The Federal Interagency Forum on Child and Family Statistics annually publishes data on the well-being of the nation's children, thought by many to be the point of all this effort.
In 1980, deaths per 100,000 U.S. children aged 5 to 14 was 30.6; by 2004, that number fell to 16.8. Some 25 years ago, daily cigarette smoking among 12th graders was about 21%; in 2006 it was about 12% for both males and females. Childhood immunizations are rising steadily.
In August, the Centers for Disease Control noted that the death rate in 2004 fell by 3.8% in a year, "a record low historical figure." Life expectancy for men and women at birth in 1940 was 63 years; it is now nearly 78 years. We, or someone, must be doing something right.
Many people think that the war in Iraq was a mistake. It indeed contributes to the belief that the U.S. is on the wrong track. This will be argued more deeply when just two candidates are running, and millions of voters will weight Iraq heavily in their November choice. So be it.
That said, the remarkable 12-month progress of the surge strategy demonstrated it is not beyond the ability of "the system" to respond to seemingly overwhelming problems. Credit is due to Gen. David Petraeus certainly, but an infrastructure of U.S. military brains went into designing the Army's Counterinsurgency Manual, published in 2006. Its bibliography includes many studies published since 2003. As such it represents the U.S. military's "best practices" on fighting a modern enemy like al Qaeda, and the surge's success showed we are not helpless before this latest form of nihilism. This to some may be bitter progress, but it is so.
One needs reminding, amid a presidential election as wide open as this, that however other nations wrestle with their wrong directions, we use the system that the Founding Fathers left for us. What's worth remembering is that they knew politics piles up retarding levels of animosity, and so created a political system that would let us both vent spleen and move forward. Our progress, though, would nearly always be slow and by increments. Sometimes, it's hard to notice.
It will continue to be the case here that people are going to kvetch over corners of the culture--over immigration and national identity, or over relative wage levels, even as the rest of the world's poor finally start to join the middle class through globalizing trade channels (suppress those trade flows, as Congress is threatening, and you'll discover the real meaning of wrong direction). And not least there will be--and should be--concern over whether the progress I've described has the time or space in its good life for a sturdy spiritual soul.
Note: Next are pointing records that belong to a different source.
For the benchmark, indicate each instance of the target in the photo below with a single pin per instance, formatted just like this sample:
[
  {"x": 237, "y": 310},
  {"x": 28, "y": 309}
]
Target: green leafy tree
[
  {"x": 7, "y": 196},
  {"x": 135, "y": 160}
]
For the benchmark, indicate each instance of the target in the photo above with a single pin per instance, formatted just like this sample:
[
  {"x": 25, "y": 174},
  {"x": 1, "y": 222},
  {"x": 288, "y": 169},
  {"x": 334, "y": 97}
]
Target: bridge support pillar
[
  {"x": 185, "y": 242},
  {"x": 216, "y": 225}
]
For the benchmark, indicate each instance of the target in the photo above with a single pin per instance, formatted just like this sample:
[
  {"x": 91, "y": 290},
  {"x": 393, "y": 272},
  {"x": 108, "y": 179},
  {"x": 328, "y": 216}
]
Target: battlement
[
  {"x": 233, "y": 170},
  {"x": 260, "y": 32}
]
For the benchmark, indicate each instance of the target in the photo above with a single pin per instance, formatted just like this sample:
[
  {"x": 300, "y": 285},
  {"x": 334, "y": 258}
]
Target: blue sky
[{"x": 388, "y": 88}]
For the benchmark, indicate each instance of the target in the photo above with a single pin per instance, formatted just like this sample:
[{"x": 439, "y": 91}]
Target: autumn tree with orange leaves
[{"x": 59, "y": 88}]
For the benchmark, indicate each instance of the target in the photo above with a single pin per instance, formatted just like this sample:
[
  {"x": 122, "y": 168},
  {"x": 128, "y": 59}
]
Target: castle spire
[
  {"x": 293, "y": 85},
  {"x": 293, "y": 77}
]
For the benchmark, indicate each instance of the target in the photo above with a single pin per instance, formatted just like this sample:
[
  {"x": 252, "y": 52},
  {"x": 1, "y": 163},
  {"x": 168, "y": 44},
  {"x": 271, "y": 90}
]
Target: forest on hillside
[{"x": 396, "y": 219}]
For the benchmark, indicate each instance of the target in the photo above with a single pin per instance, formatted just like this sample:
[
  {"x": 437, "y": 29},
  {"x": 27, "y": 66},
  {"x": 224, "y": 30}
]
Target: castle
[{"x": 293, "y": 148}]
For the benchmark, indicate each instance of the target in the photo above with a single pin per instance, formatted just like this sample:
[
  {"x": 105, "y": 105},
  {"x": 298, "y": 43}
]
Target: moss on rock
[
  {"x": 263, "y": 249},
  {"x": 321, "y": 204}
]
The New Year demands an admission that some good has been achieved, not by the wave of a politician's magic wand but through many daily hands at work in the nation.
A reader of this column, Richard A. Fazzone of Potomac, Md., recently got these matters as well focused as I could, so with the presidential trenches waiting, he gets the final speech:
"There is no Great Depression, no WWII, no Cold War, no racism as it was in the 20th Century or before--no really big problem or solution. Unless something changes, voters want practically nothing from government, or more precisely, relatively few want the same thing, and without political consensus, a democracy does little or nothing new. In one respect, Mr. Henninger is correct to observe that 'in American politics, ambiguity is all you get,' but that may say enough. As another new year begins, we might consider ourselves fortunate for ambiguity, rather than the opposite and what would accompany it."